AfterEllen.com’s Fall 2008 TV Preview

 
 

FOX

Although Fox — particularly its cable news network — is often accused of being conservative and anti-gay, this year the broadcast network is more LGBT-inclusive than ever before. The 2008 fall lineup includes two prime-time dramas with bisexual regular characters, and its new sitcom Do Not Disturb includes a gay male character. In addition, out actor Cherry Jones will star as the president in 24, which begins with a two-hour movie in November, and in early 2009 Joss Whedon’s Dollhouse will bring more lesbian-inclusive programming to the network.

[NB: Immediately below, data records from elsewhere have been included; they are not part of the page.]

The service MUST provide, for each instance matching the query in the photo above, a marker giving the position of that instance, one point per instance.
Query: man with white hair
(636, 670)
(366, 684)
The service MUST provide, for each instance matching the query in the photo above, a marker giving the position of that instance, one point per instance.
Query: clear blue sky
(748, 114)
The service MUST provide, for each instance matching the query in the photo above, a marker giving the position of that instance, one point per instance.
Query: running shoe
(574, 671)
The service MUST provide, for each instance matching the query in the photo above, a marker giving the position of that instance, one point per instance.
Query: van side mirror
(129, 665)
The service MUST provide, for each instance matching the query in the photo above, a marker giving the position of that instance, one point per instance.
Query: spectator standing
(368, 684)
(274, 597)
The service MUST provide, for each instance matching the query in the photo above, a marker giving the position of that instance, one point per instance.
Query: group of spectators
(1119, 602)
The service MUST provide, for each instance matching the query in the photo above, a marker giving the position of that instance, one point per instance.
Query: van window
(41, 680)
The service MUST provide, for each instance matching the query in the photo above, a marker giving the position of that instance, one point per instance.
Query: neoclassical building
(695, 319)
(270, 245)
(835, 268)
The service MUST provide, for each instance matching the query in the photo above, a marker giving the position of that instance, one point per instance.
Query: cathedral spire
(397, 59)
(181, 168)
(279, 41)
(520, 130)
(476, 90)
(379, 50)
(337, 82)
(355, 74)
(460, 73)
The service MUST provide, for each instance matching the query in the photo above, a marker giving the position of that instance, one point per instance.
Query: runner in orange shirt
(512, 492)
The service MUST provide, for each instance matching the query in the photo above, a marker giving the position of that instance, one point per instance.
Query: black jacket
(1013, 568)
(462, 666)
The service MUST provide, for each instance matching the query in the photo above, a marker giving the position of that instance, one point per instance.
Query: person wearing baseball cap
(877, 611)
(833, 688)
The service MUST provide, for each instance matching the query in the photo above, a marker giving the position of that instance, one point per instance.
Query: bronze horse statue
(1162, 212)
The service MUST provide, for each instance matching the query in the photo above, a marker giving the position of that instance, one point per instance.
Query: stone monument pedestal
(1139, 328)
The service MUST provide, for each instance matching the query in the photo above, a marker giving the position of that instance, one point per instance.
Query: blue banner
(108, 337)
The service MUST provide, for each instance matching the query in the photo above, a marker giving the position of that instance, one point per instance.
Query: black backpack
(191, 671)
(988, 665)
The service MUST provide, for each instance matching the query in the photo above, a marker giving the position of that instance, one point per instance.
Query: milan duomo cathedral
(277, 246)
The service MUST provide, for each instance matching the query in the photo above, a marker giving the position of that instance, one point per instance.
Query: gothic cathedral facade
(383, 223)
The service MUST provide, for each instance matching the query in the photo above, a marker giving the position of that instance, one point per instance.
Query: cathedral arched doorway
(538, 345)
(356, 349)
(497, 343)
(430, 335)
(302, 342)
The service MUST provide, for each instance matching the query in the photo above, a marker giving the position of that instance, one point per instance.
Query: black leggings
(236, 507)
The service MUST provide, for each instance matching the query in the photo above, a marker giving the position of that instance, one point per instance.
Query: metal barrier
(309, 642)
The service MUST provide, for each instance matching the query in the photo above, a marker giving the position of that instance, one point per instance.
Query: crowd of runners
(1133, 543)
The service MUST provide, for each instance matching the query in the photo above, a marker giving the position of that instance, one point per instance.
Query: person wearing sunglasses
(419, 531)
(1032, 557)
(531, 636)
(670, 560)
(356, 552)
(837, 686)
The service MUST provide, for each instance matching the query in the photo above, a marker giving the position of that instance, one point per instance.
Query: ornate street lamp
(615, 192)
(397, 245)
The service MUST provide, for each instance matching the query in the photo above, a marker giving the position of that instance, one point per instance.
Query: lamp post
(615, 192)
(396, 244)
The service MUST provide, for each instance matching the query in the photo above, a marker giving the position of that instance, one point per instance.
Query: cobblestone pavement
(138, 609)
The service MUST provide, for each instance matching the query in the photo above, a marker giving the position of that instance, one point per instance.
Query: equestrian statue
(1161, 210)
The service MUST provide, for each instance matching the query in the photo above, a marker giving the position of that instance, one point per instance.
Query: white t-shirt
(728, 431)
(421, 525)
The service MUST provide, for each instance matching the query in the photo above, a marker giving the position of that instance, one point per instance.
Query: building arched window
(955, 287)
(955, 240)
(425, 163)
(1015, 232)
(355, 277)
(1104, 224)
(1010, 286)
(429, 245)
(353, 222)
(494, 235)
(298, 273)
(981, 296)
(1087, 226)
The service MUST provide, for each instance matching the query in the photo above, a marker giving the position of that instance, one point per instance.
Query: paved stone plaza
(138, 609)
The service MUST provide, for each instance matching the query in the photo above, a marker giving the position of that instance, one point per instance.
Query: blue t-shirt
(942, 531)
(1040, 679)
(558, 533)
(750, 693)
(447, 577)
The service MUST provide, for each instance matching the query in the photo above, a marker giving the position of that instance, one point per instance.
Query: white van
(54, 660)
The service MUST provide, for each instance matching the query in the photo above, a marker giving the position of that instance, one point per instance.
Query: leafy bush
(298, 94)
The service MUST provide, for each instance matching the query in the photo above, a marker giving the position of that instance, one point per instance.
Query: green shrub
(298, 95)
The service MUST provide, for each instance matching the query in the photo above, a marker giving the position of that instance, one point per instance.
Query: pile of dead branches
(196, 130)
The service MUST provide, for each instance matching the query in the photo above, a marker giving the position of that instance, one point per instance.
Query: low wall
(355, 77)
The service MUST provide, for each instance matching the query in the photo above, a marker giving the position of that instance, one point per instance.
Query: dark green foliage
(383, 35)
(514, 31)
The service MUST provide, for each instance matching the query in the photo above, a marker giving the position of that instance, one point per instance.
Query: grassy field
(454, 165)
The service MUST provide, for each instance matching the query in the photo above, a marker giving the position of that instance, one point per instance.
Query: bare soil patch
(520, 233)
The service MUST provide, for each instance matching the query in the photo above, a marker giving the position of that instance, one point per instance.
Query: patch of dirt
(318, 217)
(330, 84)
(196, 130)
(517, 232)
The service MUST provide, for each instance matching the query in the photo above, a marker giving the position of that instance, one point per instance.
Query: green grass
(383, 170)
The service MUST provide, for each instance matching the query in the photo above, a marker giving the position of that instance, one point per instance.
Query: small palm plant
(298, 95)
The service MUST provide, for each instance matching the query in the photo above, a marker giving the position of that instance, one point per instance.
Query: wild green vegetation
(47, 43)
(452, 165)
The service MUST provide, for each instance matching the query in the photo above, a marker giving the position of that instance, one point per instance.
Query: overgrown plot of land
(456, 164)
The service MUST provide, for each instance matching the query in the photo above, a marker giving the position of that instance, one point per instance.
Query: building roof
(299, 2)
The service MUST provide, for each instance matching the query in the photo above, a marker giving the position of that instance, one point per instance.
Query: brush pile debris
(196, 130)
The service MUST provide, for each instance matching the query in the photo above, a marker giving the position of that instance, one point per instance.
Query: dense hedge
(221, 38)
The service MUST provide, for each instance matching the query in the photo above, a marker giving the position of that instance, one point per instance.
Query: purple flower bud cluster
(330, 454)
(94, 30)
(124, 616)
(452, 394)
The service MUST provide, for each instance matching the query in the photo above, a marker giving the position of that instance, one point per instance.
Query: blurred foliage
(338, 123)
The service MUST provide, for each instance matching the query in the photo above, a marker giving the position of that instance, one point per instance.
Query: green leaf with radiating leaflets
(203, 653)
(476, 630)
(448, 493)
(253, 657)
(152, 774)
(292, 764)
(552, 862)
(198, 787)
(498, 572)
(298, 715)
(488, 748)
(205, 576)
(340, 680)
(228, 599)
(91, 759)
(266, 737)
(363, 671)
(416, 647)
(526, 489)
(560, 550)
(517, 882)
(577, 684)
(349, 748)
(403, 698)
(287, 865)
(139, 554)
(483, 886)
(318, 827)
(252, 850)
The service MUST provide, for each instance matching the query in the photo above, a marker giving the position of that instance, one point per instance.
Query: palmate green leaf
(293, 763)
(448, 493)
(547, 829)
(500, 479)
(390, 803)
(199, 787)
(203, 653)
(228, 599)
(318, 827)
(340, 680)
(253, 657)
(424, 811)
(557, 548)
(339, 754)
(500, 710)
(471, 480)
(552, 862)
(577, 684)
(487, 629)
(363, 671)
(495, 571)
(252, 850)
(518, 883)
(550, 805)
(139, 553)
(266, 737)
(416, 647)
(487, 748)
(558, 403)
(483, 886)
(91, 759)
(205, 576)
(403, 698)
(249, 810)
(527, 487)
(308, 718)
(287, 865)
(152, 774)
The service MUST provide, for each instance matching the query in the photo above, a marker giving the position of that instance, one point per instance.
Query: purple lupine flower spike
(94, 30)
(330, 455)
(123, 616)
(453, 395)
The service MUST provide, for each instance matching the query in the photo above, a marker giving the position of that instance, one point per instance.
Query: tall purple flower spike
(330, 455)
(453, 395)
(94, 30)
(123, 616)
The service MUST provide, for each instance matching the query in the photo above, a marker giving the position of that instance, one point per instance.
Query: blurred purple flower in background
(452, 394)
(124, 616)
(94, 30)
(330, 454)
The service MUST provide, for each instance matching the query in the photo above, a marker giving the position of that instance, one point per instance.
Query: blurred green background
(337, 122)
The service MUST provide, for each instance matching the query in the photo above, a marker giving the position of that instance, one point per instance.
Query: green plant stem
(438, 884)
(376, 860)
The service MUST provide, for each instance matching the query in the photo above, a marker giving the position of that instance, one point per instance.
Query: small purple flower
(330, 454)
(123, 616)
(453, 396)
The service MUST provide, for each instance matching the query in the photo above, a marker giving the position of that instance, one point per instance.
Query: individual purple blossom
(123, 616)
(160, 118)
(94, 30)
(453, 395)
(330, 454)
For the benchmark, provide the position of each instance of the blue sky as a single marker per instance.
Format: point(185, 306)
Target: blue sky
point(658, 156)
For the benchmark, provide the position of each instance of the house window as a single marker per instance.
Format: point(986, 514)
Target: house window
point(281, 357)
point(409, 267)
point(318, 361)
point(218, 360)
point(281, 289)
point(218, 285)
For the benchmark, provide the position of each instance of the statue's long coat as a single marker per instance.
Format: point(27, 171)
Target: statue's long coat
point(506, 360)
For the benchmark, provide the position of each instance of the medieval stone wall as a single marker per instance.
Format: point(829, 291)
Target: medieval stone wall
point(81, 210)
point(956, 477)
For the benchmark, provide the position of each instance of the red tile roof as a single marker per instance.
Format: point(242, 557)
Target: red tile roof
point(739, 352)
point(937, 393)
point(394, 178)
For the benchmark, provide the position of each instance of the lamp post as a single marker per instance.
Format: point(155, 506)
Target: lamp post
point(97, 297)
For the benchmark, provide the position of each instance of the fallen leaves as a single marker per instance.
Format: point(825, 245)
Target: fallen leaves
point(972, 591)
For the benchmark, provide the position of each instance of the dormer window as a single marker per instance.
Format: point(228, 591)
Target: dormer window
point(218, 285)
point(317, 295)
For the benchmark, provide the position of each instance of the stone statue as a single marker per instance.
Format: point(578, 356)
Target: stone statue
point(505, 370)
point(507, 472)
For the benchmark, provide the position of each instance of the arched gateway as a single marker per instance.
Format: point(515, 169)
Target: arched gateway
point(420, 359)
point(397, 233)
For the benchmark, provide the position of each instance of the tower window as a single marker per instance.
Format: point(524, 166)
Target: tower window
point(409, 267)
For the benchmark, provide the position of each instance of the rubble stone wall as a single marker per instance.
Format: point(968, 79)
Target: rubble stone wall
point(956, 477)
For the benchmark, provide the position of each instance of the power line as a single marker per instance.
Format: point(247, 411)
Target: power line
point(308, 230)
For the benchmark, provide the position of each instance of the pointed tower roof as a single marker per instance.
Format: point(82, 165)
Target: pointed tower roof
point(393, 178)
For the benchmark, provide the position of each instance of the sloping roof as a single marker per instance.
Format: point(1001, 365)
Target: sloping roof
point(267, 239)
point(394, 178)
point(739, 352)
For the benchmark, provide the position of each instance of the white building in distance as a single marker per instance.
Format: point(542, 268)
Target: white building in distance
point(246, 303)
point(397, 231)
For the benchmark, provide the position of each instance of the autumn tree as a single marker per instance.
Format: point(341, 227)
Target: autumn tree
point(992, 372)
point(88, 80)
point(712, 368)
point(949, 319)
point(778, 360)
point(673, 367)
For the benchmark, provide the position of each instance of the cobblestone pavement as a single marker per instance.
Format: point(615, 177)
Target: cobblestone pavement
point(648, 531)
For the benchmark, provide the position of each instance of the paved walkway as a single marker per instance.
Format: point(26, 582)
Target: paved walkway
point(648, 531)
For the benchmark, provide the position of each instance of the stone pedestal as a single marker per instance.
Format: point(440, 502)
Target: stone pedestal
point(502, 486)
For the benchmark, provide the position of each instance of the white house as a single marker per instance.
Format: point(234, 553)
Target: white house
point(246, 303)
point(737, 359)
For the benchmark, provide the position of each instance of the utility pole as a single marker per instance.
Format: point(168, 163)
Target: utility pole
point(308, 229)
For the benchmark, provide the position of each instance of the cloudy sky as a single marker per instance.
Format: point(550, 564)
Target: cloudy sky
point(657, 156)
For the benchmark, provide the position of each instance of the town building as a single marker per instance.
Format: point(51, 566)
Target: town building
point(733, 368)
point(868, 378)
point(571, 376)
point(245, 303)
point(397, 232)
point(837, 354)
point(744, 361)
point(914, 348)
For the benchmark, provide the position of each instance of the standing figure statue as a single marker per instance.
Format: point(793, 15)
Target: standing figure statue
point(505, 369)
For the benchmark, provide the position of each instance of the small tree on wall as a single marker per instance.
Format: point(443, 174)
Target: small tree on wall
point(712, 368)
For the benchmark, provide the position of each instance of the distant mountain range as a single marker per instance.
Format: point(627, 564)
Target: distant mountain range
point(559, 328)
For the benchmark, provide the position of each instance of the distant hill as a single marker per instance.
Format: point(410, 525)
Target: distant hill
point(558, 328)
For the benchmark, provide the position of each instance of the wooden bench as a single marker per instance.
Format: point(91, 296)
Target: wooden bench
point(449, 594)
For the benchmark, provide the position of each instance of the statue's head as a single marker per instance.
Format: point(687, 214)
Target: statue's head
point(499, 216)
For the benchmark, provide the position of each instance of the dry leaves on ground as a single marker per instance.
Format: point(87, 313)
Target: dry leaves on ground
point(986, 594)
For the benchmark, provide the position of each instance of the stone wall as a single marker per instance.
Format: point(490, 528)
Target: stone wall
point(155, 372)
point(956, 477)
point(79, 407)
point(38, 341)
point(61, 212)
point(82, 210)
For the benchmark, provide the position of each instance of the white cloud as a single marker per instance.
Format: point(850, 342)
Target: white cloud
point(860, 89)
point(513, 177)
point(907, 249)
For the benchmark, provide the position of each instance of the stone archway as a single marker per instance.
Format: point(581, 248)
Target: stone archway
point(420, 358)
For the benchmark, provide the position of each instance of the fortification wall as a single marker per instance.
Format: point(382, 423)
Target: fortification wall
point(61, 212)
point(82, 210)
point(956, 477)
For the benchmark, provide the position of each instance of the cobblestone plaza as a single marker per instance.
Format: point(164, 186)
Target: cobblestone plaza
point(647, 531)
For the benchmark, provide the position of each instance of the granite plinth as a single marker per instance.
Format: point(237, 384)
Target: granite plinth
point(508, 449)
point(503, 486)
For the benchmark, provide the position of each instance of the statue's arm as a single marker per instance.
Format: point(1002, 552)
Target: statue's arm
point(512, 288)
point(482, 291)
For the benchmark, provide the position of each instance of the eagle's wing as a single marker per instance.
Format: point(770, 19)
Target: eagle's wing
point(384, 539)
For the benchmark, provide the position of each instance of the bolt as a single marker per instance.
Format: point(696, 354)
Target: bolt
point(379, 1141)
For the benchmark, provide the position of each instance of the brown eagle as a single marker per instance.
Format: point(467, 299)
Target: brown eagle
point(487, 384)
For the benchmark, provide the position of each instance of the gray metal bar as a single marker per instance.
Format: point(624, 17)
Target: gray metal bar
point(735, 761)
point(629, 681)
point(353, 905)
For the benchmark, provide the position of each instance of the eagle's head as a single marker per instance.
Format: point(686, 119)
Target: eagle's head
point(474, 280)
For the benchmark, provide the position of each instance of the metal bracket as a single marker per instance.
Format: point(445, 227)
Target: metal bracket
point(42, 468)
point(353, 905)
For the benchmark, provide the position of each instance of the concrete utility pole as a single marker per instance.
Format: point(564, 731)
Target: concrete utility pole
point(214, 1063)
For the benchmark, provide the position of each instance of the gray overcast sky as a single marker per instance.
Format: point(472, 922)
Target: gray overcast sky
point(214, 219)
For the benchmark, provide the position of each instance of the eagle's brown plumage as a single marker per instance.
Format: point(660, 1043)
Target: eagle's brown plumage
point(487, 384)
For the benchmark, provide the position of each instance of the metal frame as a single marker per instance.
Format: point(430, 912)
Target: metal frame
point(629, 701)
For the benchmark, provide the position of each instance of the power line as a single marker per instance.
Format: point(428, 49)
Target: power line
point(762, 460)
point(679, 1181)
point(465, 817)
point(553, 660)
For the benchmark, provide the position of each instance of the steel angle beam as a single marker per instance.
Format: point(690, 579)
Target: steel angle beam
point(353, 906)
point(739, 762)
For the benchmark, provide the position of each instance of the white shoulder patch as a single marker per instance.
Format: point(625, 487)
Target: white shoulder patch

Lesbian/Bi Characters, Story Lines and Actors

Bones
Premiere: Sept. 3, 8 p.m.

Based on Kathy Reichs’ best-selling series of crime novels about forensic anthropologist Dr. Temperance Brennan (Emily Deschanel), Bones has performed reliably since its premiere in 2005. Last season, facial reconstruction artist Angela Montenegro (Michaela Conlin) was revealed to be bisexual when a private investigator mentioned "a girl named Roxy, whose heart you broke in second-year art school." At Comic-Con in July, Conlin said that "Angela may have a relationship this season [with] someone by the name of Roxy."

Michaela Conlin

Photo credit:

Kwaku Alston/FOX

Over the course of the second season, Angela developed a relationship with Jack Hodgins, an entomologist. Their wedding was postponed because Angela was still married to a man in Fiji who refused to grant her a divorce. In the two-hour Season 4 premiere, Angela’s ex-husband arrives and still refuses to sign the divorce papers. His appearance is the catalyst for an important development in her life that may affect her potential relationship with the mysterious Roxy.

House
Premiere: Sept. 16, 8 p.m.

This drama, about a cantankerous yet brilliant Dr. Gregory House, has been a ratings success for Fox since it premiered in 2004. Last season, Dr. Remy Hadley, aka Thirteen (Olivia Wilde), came out as bisexual. In July, Wilde told AfterEllen.com that she wasn’t sure if her character’s personal life would be a part of the show: "It’s not a soapy show, it’s not about our personal lives, but it is something that pisses off House. He likes things to be in black and white, and the idea that she could be sort of ambiguous and like men and women really irks him. It doesn’t fit into the way he thinks."

This season, the series’ fifth, picks up shortly after the revelation that Thirteen suffers from Huntington’s disease, which is ultimately fatal. In the season premiere, House cracks another bisexual joke, confirming yet again Thirteen’s sexual orientation. The episode deals thoughtfully with the Thirteen’s diagnosis, incorporating it into a case involving feminism and differing expectations for women in powerful careers. Whether or not Thirteen’s bisexuality will ever be confirmed with an on-screen relationship rather than House’s tiresome jokes is unknown.

24: Exile
Premiere: Nov. 23, 8 p.m.

This two-hour prequel to the seventh season of the series, which begins in early 2009, is set in real time just like every other 24 episode. It also stars Cherry Jones as Allison Taylor, who is preparing for her inauguration as the first female president of the United States. Jones is in both 24: Exile and "Day 7" of the series, which is set four years after the end of Season 6.

The cast of 24

Other Fox Shows of Interest

Terminator: The Sarah Connor Chronicles
Premiere: Sept. 8, 8 p.m.

The second season of Terminator: The Sarah Connor Chronicles, starring Lena Headey (Imagine Me & You) and Summer Glau (Firefly), will include several new characters, including a love interest for John Connor named Riley (Leven Rambin) and a new villain played by Shirley Manson of Garbage.

Left to right: Lena Headey, Summar Glau, Shirley Manson

Photo credits:

Frank Ockenfels/FOX

According to Terminator‘s executive producer, Josh Friedman, the theme of the second season is "evolution." The series’ producers have also attempted to make the show less serialized than the first season, in order to attract new viewers. Look for our new interview with Lena Headey on Sept. 8.

Fringe
Premiere: Sept. 9, 9 p.m.

This new science fiction drama from J. J. Abrams (Lost) also begins with a plane flight gone wrong, but this time the plane lands in Boston with all of its passengers dead. FBI Special Agent Olivia Dunham and her partner, Special Agent John Scott, are called in to investigate. The series follows in the footsteps of The X-Files, and Agent Dunham is played by Australian actor Anna Torv, who played lesbian character Alex in the BBC series Mistresses.

Anna Torv

Photo credit:

George Holz/FOX

The Simpsons
Premiere: Sept. 28, 8 p.m.

This season marks the 20th for this long-running animated series. Over the course of two decades, The Simpsons has included a smattering of gay story lines, including a 2005 episode in which Marge’s sister, Patty Bouvier, came out as a lesbian. This season’s guest-star voices include Julia Louis-Dreyfus and Shohreh Aghdashloo (24).